If you’d like to generate text only, you can specify that when sending the
response.create
client event, as shown below
I don’t think that’s the case at all based on the quote here and the surrounding documentation. It seems pretty explicit to me. They’re saying you can generate (text), (audio), or (audio and text) responses. It wouldn’t make any sense to me that they’d allow disabling of incoming (not outgoing) audio, but you still pay for it; At that point, you could just have the audio coming in but then either decide to play or discard it in your client, as there’d be no difference in cost in that case (which again, I don’t think is what we’re dealing with thankfully.)
I got the realtime client working, and then I was immediately like “oh crap, I’m not going to want to listen to this thing all the time.” And sometimes text output makes sense for a lot of reasons like showing code or displaying a weather forecast or whatever else (though I suppose that last one could be done in a function call.)
I’m going to try this out this evening and report back. Hoping to have good news. So far, I’m happy to find someone else who wants to do something similar.
But I suppose this is purely conversational, since I just asked it to send me a message with some TypeScript code and it told me that it can’t do that.
Regarding this, I’d be hesitant to accept this based on this alone, and there’s some playing around I’d do to kinda flesh this out:
The model may or may not behave differently if you explicitly disable audio; if it doesn’t know it’s engaging via audio, it might ditch some of the clean-up necessary when engaging with audio (say the “degrees” symbol out loud or replace “35” with “thirty-five” for example.) If it does behave differently, that’s an interesting pointer that there might be some additional behind-the-scenes prompting happening
I’d be curious how providing a tool such as “display_text” or “display_code” would perform; You could tell it to display the code and it could call that tool, and that tool in your client could then spit out whatever the model feeds in. Return a simple success/fail from the tool and modify your prompt to ensure the LLM doesn’t yammer on about whatever was returned by that tool. That would also definitely side-step the audio token cost for that portion of things.

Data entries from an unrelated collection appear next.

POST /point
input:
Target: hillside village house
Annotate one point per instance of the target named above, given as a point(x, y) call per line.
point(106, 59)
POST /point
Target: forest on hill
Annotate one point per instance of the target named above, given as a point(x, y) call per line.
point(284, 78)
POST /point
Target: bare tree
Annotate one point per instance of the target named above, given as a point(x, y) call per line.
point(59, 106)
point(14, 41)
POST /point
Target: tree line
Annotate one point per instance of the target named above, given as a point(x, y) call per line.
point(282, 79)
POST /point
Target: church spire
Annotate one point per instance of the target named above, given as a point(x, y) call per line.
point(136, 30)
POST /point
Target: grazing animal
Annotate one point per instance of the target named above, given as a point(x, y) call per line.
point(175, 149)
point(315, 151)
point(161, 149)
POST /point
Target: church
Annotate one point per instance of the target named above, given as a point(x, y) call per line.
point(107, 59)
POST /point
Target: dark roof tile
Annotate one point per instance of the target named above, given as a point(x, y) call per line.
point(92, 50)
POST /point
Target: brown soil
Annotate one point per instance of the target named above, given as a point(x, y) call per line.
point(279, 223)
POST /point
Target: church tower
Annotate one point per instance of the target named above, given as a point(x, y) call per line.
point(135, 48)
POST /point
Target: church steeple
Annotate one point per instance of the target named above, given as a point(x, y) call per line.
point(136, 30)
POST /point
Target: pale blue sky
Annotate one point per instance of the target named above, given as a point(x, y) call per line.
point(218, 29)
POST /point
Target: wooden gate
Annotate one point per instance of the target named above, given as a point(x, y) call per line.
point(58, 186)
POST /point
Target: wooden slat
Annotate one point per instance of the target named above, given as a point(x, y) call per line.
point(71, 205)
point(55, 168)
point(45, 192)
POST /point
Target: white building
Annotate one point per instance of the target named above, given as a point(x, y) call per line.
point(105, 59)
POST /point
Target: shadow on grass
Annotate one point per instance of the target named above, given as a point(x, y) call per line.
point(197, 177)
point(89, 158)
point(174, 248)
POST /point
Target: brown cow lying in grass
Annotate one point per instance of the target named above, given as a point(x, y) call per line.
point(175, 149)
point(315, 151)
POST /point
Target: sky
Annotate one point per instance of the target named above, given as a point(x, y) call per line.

Building on top of the tool/function call idea, I’m curious about how providing a tool that points to another LLM that is text-only might work;
Confirmed:
setting the session to text modality does not generate any outbound audio at all. I ran up $1.00 in inbound audio costs, and nothing at all showed for the month in outbound audio.
I waited a bit, and then switched back to audio and text, and saw the audio usage and cost show up for that conversation only later.
Not entirely sure why someone would think you can’t disable the audio output, but I’m pleased to say that they were incorrect.